We can see that the 53 keyword candidates have successfully been mapped to a 768-dimensional latent space.

torch.Size([53, 768])

Now, it’s time to embed the block of text itself to the same dimension. From an implementation point of view, this looks no diffeent from the code snippet above.

text_tokens = tokenizer([text], padding=True, return_tensors="pt")
text_embedding = model(**text_tokens)["pooler_output"]

Since the whole chunk of text was processed at once, we should only see one vector, and indeed that seems to be the case. Notice the fact that the entire text was mapped to the same latent space to which the candidate keywords were also projected.

torch.Size([1, 768])

Distance Measurement

What’s left is calculating the distance between the main text embedding and the candidate keyword embeddings. For the distance metric, we will be using cosine similarity, as it is a simple yet robust way of measuring distances between vectors in high dimensional space.

Let’s first detach the embeddings from the computational graph and convert them into NumPy arrays.

candidate_embeddings = candidate_embeddings.detach().numpy()
text_embedding = text_embedding.detach().numpy()

Next, we obtain the cosine similarity between the text embedding and candidate embeddings, perform an argsort operation to obtain the indices of the keywords that are closest to the text embedding, and slice the top $k$ keywords from the candidates list.

from sklearn.metrics.pairwise import cosine_similarity

top_k = 5
distances = cosine_similarity(text_embedding, candidate_embeddings)
keywords = [candidates[index] for index in distances.argsort()[0][-top_k:]]

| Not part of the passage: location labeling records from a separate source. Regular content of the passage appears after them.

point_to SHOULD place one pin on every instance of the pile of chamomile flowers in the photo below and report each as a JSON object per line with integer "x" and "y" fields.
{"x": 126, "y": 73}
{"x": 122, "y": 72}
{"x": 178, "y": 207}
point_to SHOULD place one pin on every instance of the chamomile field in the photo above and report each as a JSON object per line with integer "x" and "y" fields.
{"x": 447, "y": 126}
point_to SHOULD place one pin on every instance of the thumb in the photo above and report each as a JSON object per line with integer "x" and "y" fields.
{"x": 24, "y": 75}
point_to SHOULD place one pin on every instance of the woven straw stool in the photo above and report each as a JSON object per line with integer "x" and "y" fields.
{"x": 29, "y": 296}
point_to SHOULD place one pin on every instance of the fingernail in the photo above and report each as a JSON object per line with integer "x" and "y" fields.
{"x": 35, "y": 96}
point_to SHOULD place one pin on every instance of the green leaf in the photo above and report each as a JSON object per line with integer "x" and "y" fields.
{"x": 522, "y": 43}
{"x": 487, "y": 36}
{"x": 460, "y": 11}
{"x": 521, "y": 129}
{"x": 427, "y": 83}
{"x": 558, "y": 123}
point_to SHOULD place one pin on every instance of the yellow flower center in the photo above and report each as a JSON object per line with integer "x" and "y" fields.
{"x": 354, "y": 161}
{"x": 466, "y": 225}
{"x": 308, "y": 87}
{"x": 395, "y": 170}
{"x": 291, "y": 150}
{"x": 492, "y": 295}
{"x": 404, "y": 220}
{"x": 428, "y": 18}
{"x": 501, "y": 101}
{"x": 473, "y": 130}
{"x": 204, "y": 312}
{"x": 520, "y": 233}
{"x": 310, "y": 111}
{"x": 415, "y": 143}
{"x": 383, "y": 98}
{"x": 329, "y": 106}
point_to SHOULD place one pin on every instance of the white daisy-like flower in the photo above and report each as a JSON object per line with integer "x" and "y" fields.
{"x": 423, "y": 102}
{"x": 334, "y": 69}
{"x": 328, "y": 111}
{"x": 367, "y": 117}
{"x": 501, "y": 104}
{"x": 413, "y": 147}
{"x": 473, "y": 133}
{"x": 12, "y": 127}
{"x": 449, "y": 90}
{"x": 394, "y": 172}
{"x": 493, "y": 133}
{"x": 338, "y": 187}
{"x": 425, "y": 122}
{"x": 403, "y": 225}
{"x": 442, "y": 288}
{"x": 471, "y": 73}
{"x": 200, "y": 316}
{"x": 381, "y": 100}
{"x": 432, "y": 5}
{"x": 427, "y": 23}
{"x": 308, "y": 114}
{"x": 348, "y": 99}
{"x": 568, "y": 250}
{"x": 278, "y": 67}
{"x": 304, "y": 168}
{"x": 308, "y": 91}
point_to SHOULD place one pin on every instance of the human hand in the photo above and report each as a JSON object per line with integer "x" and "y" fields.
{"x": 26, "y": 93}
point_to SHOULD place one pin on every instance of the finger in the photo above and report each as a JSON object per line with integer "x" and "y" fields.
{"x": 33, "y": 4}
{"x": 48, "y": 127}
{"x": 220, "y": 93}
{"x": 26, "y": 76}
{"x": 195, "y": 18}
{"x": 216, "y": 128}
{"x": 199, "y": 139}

Voila! We have the 5 most relevant keywords from the original block of text. Given that the Wikipedia article from which the text was adapted was on the topic of supervised learning, these keywords do seem appropriate.

['generalize', 'algorithm', 'examples', 'supervised learning', 'example']


After writing this tutorial, I decided to make it into a little Python package that can be installed via PyPI. The source code for the project is available here. Obviously, there is a lot of documentation work to be done, but it is a starting point nonetheless.

!pip install wordwise

The wordwise package interface is exactly identical to the original vision we had in the introduction: an extractor model that can generate a set number of keywords from the candidates list.

from wordwise import Extractor

extractor = Extractor()
keywords = extractor.generate(text, 3)
['algorithm', 'learning', 'supervised learning']

This was an interesting post in which we explored one of the countless use cases of using BERT embeddings. This also brings me a step closer to the vision of a fully automated blog article tagging pipeline that not only uses a supervised model that can perform multi-label classification, but also a more creative, generative portion of the workflow that can suggest salient keywords. Then, the final piece to this puzzle is a zero-shot learner that can determine whether these keywords are indeed good quality keywords, and even perform an additional layer of filtering. In a future post, we will see how one can used MNLI-trained models as zero-shot classifiers in this context.

I hope you’ve enjoyed reading this post. Catch you up in the next one!